Son dakika haberine göre AB'nin Doğu Akdeniz ile ilgili sözlerine yönelik açıklamalarına Dışişleri Bakanlığı'ndan sert bir açıklama yapılarak, ''AB'yi Yunanistan'ın hukuka aykırı taleplerine destek olmamaya davet ediyoruz. Yunanistan’a verilen destek gerginliği artırıyor. AB’nin, ülkemizin yaptığı hidrokarbon faaliyetlerini eleştirmesi ve bunları durdurmamızı talep etmesi, haddine değildir'' denildi.
Doğu Akdeniz’de gerginliğin müsebbibi, maksimalist ve uluslararası hukuka aykırı eylem ve talepleriyle Yunanistan ve GKRY’dir. Ülkemizin ve Kıbrıs Türklerinin Doğu Akdeniz’deki meşru hak ve çıkarlarını yok saymaya çalışan bu ikiliye AB’nin birlik dayanışması bahanesiyle koşulsuz destek vermesi gerginliği daha da tırmandırmaktadır.
AB'NİN BU KONUDA YETKİSİ YOK!
- AB’nin ülkemizin kendi kıta sahanlığı içinde yaptığı hidrokarbon faaliyetlerini eleştirmesi ve bunları durdurmamızı talep etmesi haddine değildir. Zira AB Adalet Divanı’nın da teyit ettiği üzere AB’nin bu konuda bir yetkisi yoktur. Bu talep AB’nin hem kendi müktesebatına hem de uluslararası hukuka aykırıdır.
AB ve AB üyesi ülkeleri, birlik dayanışması bahanesiyle Yunanistan’ın uluslararası hukuka aykırı maksimalist taleplerine destek olmamaya davet ediyoruz.

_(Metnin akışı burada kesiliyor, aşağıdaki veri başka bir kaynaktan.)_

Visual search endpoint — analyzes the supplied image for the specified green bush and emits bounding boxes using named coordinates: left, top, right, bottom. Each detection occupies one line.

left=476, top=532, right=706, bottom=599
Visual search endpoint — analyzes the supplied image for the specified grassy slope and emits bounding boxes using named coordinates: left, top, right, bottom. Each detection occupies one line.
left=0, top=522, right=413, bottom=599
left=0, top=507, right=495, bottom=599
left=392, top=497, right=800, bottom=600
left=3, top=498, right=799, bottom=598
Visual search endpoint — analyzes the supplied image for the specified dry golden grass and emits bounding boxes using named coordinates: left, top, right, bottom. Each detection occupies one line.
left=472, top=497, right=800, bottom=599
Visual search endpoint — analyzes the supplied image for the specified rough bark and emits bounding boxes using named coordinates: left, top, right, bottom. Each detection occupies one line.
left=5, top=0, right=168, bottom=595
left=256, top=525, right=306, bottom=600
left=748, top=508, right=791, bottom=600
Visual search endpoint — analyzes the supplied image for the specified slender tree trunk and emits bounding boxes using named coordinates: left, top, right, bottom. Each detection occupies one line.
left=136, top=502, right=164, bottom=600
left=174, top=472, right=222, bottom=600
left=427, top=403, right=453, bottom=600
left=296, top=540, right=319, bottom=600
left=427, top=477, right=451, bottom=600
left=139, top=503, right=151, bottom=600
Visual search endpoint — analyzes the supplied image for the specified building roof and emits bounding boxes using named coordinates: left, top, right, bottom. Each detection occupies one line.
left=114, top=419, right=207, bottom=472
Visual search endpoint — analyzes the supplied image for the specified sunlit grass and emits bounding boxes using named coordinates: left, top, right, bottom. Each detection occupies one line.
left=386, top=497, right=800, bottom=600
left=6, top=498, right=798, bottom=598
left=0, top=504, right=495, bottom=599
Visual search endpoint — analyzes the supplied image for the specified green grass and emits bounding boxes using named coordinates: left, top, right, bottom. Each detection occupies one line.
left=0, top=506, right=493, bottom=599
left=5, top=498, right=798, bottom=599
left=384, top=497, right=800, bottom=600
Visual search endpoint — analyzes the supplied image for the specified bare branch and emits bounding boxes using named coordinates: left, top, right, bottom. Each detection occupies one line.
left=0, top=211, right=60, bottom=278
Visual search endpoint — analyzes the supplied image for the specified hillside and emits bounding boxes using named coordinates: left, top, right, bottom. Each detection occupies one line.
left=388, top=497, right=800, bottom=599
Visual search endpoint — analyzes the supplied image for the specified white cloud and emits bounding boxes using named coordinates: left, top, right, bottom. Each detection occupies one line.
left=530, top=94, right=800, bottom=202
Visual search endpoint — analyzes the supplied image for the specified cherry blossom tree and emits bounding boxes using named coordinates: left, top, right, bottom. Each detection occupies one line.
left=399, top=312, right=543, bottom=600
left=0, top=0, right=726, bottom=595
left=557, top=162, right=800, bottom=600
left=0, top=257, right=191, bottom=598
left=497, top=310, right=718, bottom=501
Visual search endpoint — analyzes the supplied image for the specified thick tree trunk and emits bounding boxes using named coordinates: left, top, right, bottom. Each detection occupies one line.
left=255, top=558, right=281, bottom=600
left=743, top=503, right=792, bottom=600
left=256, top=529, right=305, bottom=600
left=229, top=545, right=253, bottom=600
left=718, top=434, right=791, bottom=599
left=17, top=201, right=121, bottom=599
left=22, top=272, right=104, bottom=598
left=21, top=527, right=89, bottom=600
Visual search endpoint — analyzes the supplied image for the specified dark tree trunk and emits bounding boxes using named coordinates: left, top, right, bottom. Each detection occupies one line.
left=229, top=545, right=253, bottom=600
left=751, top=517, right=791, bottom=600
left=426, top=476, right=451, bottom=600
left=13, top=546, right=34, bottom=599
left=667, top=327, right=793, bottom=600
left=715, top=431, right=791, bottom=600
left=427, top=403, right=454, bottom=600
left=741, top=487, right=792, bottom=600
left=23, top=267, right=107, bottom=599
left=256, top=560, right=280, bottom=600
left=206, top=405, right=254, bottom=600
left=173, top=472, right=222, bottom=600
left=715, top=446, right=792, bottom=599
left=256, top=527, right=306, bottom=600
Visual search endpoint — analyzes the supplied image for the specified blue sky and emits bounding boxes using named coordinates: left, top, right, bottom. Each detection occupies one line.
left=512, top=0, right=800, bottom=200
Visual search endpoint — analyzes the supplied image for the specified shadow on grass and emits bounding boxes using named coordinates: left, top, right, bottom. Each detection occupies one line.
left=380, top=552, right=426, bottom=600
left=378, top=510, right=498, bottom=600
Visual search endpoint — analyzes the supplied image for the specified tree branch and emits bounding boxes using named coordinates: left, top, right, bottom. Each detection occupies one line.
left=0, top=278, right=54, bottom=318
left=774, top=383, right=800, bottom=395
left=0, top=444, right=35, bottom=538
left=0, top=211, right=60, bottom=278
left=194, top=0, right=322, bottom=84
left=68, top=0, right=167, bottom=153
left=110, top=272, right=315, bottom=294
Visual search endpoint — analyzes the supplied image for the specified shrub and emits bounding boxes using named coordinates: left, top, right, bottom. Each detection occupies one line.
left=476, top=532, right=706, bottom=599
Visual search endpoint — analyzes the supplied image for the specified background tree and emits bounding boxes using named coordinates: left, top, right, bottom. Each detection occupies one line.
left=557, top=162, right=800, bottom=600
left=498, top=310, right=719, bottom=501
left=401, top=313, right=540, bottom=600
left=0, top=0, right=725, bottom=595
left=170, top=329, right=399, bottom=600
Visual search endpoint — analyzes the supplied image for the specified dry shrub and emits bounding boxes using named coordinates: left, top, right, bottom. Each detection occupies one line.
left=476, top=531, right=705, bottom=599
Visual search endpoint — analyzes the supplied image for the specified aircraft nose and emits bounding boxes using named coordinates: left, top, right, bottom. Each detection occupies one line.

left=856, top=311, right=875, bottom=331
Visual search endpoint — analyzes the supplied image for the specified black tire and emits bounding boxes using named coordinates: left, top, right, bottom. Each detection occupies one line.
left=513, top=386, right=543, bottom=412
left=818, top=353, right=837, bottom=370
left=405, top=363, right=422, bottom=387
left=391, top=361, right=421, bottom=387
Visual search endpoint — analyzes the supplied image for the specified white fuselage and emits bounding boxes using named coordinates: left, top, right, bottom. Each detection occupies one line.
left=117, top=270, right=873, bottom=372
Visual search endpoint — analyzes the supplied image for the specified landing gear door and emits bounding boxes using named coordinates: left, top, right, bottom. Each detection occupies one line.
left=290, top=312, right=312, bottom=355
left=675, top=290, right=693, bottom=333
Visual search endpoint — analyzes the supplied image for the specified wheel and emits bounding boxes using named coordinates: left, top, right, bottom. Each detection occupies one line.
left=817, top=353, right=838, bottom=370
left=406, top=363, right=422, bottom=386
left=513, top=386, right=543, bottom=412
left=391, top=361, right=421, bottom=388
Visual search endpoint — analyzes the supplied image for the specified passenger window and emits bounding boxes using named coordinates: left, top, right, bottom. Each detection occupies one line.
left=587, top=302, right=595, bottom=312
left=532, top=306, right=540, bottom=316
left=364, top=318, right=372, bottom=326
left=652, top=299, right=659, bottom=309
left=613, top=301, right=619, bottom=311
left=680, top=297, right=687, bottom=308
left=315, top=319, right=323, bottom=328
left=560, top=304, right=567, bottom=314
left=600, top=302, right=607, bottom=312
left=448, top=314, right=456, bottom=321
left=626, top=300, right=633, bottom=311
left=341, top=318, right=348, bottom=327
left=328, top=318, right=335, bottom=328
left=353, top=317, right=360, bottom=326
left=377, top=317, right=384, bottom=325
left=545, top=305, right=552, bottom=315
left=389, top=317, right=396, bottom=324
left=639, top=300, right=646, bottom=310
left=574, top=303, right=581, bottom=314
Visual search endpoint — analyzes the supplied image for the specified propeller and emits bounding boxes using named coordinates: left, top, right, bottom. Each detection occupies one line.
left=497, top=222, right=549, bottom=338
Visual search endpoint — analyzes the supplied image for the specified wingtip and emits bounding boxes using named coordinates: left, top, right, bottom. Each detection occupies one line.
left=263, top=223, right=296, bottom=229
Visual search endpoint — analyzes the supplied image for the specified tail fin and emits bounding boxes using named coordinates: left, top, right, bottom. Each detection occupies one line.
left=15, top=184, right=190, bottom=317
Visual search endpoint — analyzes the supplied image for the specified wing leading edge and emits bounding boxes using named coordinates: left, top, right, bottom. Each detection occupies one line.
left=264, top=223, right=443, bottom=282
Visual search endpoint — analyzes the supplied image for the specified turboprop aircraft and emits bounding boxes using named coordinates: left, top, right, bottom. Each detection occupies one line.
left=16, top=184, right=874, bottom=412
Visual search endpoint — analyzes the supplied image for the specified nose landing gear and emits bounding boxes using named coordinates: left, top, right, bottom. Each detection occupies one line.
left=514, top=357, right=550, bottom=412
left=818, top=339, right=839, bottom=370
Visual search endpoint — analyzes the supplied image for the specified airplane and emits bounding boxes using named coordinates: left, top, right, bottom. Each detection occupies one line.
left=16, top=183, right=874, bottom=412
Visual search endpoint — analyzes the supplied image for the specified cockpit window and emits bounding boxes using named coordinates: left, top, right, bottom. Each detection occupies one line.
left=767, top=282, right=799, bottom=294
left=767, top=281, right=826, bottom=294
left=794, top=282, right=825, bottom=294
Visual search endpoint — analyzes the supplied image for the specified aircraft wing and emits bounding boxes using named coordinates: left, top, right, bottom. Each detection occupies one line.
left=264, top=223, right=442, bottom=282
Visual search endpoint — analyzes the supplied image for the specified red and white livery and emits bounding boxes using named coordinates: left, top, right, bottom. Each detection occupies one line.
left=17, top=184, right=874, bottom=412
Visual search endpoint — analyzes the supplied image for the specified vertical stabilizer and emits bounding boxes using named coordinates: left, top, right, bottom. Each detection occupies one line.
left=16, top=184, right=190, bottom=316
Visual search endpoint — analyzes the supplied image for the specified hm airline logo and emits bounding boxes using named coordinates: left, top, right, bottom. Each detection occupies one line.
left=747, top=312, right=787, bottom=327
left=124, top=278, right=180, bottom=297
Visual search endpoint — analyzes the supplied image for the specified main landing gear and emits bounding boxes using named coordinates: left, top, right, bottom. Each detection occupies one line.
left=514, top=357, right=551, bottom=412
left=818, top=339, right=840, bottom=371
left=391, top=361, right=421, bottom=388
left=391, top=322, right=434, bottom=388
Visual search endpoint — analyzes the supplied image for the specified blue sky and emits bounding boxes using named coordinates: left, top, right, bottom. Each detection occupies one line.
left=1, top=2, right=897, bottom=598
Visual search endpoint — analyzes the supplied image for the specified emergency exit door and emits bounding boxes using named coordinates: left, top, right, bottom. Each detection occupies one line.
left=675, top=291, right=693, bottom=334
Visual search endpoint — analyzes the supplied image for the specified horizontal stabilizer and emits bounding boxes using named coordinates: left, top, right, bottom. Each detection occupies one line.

Türkiye her zaman diyalog ve diplomasiye vurgu yaparken AB’nin yaptırım diline başvurması mevcut sorunların çözümüne yardımcı olmadığı gibi ülkemizin kararlılığını daha da artırmaktadır. Türkiye, karşısında kurulan tüm hukuksuz ittifaklara rağmen, kendisinin ve Kıbrıs Türkleri’nin çıkarlarını korumaya kararlılıkla devam edecektir.
Meseleye samimiyetle bir çözüm bulunması isteniyorsa, Yunanistan ve GKRY’nin bu durumun artık sürdürülemez olduğunu görmesi ve arkalarındakilerin yanlış hesaplarıyla hareket etmemeleri gerektiğini anlamaları lazımdır. Sonuç olarak, AB Doğu Akdeniz’de çözüm arzu ediyorsa tarafsız davranmalı ve dürüst bir arabulucu olmalıdır.